Our focus was to investigate a practical, focused learning method that was amenable to the residents’ schedule. E-learning encompasses a wide array of learning techniques, from online reading to interactive multimedia platforms. Its use to optimize medical pedagogy is under investigation as it has several advantages (accessible, can contain extensive material, interactive, independent of instructor availability) [22, 23]. Studies have tried to assess its use as a stand-alone method and in conjunction with other learning techniques.

In this study, we designed our e-learning technique. We hypothesized that creating a short video, tailored specifically for a single technique, voiced over by an expert in the field, could provide a useful tool for the residents. The use of this method would give the residents flexibility in their learning; it could quickly and easily be viewed at any time, even on the ubiquitous smart phone. The material was made by a reliable source, and the narration provided key points. The residents universally appreciated the experience and all the candidates reported wanting more similar videos.

The intervention group had a statistically significant improvement in all individual OSAT categories between their first and second filmed anastomosis, compared to the control group, which improved in only 4 of the 7 categories. Perhaps the intervention is a useful tool to hone those specific skills (instrument handling, knowledge of instruments and knowledge of specific procedural steps). This could be evaluated more closely in a follow up study.

However, despite a higher final OSATS score for the intervention group, there was no statistically significant difference between those who had access to the video and those who did not. Since both groups improved, it is plausible that simply performing two anastomosis a few weeks apart was sufficient to improve the skill. This could also be due to the effect of mental imagery or mental rehearsal; that despite not having access to the expert video, the control group still improved on the skill [24]. On the survey, two candidates in the control group reported seeing a video of the procedure, which can also explain the improvement. The diffusion of our expert video from the intervention group to the control group seems highly unlikely, though cannot be entirely ruled out.

There are some limitations to our study. It is possible that the lack of significance is due to a small number of participants: there were 27 residents in our program, and 22 were randomized. The retrospective power analysis indicated a minimum of 18 participants per group to show a difference. Also, subtle technical differences may be lost in the quality of the filming, which was done with a stationary camera. The procedural task may have been too simple to show a significant difference. Finally, the intervention itself could have no impact in terms of acquisition of technical surgical skill.

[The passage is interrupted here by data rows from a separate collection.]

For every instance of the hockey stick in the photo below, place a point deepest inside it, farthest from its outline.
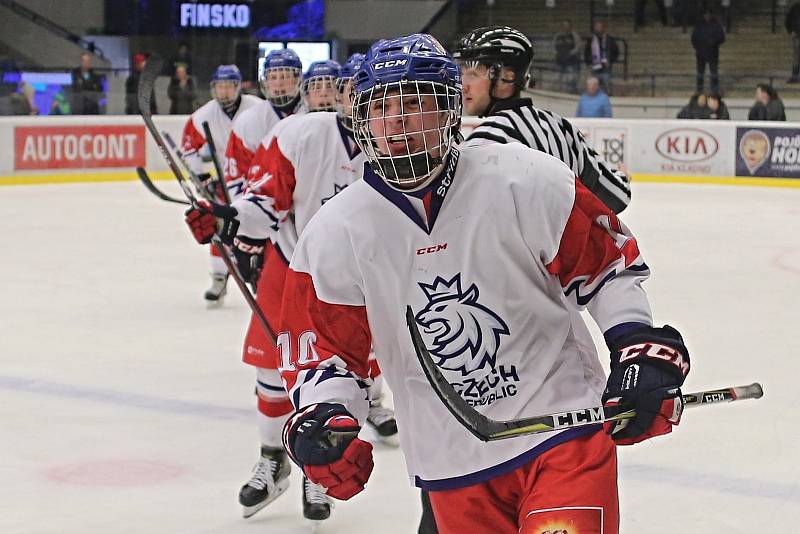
(198, 184)
(212, 148)
(487, 429)
(146, 82)
(145, 179)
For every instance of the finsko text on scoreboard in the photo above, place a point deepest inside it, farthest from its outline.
(202, 15)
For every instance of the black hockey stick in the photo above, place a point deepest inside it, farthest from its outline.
(487, 429)
(148, 183)
(146, 83)
(212, 148)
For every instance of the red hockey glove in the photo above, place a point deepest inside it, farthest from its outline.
(648, 367)
(321, 439)
(208, 219)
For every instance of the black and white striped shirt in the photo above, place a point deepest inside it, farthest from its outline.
(518, 121)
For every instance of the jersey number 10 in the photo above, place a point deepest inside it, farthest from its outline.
(307, 355)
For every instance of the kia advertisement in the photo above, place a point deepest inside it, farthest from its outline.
(78, 147)
(687, 150)
(768, 152)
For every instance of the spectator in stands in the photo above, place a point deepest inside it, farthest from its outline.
(717, 109)
(600, 54)
(707, 37)
(697, 108)
(60, 105)
(87, 88)
(768, 107)
(567, 44)
(593, 102)
(132, 87)
(28, 92)
(183, 56)
(640, 18)
(181, 92)
(793, 27)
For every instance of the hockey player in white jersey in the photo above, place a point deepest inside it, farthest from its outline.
(496, 248)
(301, 165)
(495, 65)
(279, 77)
(319, 86)
(226, 105)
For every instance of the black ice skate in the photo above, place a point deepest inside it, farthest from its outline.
(216, 293)
(270, 479)
(382, 421)
(316, 505)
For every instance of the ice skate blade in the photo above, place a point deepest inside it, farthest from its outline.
(214, 304)
(280, 489)
(314, 525)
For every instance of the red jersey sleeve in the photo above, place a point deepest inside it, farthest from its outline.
(599, 265)
(324, 347)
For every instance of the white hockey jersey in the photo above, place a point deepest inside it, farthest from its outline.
(194, 138)
(304, 161)
(496, 258)
(249, 129)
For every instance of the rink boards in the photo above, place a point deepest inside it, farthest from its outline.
(108, 148)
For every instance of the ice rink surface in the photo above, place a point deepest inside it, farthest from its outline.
(125, 408)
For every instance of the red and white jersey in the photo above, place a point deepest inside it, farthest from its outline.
(194, 138)
(303, 162)
(248, 130)
(496, 258)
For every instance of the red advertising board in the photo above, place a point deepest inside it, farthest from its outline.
(78, 147)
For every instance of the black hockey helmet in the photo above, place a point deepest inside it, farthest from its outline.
(497, 47)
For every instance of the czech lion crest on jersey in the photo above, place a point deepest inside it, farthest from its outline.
(462, 334)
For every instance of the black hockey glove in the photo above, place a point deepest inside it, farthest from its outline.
(322, 440)
(249, 255)
(211, 186)
(648, 367)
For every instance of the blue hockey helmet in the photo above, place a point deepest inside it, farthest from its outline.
(319, 86)
(280, 75)
(226, 84)
(407, 109)
(344, 89)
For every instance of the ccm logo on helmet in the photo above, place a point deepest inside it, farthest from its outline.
(657, 352)
(431, 250)
(386, 64)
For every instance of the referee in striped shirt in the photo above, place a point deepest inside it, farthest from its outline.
(495, 64)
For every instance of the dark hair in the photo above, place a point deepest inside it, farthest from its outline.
(767, 88)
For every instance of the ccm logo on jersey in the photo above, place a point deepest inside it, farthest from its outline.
(386, 64)
(657, 352)
(431, 250)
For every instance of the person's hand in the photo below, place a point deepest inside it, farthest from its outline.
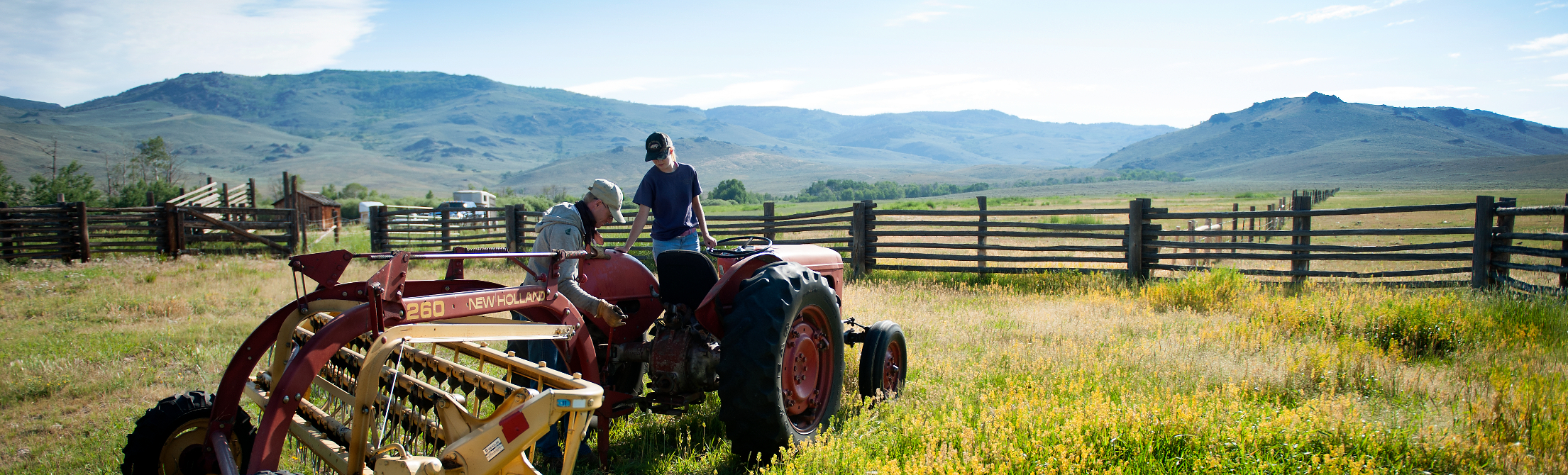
(610, 314)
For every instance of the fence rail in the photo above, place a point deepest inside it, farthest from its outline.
(1134, 240)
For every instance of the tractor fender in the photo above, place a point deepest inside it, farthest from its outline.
(628, 284)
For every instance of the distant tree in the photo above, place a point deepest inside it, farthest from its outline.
(11, 191)
(150, 169)
(734, 190)
(68, 181)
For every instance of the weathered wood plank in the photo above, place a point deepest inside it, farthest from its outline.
(1330, 212)
(1533, 267)
(996, 257)
(1559, 211)
(1007, 225)
(1004, 248)
(1352, 275)
(993, 270)
(1228, 256)
(1081, 235)
(1319, 233)
(1316, 248)
(999, 212)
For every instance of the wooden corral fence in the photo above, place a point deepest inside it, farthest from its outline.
(77, 233)
(1100, 240)
(58, 231)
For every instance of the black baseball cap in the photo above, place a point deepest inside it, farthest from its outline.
(658, 146)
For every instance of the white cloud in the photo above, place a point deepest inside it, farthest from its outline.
(926, 93)
(1261, 68)
(737, 93)
(632, 84)
(920, 16)
(1542, 43)
(74, 50)
(1335, 11)
(1404, 94)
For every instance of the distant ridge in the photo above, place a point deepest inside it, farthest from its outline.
(408, 132)
(26, 104)
(1323, 135)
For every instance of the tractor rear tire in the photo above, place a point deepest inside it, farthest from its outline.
(785, 309)
(885, 361)
(171, 436)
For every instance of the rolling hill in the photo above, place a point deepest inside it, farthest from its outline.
(1320, 137)
(408, 132)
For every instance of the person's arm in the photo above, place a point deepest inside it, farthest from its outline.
(637, 229)
(701, 221)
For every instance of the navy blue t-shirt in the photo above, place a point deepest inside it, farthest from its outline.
(670, 198)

In terms of the inter-rater reliability, studies have previously shown a correlation coefficient for OSATS scores close to 0.8 [16]. In our study, the correlation coefficient was moderate, at 0.58. The different result from our study compared to the literature could possibly due to our study’s limitations. In several pedagogic studies, despite a correlation for scaled items, holistic views on whether or not a candidate passes or fails tend to have poor agreements between evaluators [25, 26]. Therefore, though our kappa score for the pass/fail results is poor this may not be that surprising.

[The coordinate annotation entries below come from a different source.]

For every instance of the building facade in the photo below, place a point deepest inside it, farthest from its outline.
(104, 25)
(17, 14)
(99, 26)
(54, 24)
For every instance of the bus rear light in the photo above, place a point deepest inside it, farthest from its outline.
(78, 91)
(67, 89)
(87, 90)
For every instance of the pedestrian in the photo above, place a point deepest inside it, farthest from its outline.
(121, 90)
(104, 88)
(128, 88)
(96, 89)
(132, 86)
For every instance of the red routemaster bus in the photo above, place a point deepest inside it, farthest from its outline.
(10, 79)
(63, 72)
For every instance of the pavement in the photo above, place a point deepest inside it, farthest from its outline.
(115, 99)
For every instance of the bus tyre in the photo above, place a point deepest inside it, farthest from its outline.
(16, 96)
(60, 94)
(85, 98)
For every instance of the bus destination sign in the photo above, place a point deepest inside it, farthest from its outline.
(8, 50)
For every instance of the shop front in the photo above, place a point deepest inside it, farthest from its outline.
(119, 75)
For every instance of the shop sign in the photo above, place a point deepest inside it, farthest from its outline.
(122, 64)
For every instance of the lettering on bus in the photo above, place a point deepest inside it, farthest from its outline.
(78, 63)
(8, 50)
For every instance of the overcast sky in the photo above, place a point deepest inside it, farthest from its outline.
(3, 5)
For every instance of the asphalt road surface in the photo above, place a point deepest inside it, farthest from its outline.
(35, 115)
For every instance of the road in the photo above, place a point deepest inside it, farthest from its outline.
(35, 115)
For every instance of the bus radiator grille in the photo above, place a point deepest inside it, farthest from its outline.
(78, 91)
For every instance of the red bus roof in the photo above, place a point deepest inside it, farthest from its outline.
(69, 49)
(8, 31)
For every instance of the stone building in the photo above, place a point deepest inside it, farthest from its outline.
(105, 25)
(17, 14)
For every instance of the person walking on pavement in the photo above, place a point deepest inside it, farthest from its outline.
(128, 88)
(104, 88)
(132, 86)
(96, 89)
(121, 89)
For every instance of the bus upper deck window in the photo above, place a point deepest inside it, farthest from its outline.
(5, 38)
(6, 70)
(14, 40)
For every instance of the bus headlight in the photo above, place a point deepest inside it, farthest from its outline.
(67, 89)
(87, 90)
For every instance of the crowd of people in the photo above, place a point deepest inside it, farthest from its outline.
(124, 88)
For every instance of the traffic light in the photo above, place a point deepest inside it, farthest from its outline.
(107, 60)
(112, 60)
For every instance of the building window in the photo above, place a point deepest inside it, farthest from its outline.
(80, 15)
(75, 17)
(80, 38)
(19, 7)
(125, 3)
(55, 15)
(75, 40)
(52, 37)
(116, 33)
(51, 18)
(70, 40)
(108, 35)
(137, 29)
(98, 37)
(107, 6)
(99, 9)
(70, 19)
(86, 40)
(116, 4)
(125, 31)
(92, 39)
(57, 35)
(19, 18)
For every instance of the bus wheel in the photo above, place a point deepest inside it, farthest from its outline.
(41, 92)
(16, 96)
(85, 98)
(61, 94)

Given the positive response to this intervention, there may be a place for similar learning techniques in the surgical curriculum. With patient consent, real interventions (such as appendectomies, cholecystectomies, bowel resections) could be filmed, edited and narrated. A video library could be created for residents. This could be coupled with current technical workshops and lectures that several surgical programs usually offer.

Conclusion

In our study, despite a global positive appreciation of the experience, self-directed learning by video did not prove to be a significant learning tool. It is conceivable that the number of participants was insufficient. With the widespread use of technology, there is certainly a role for video or e-learning in the surgical curriculum [27], and further research in this subject is pertinent.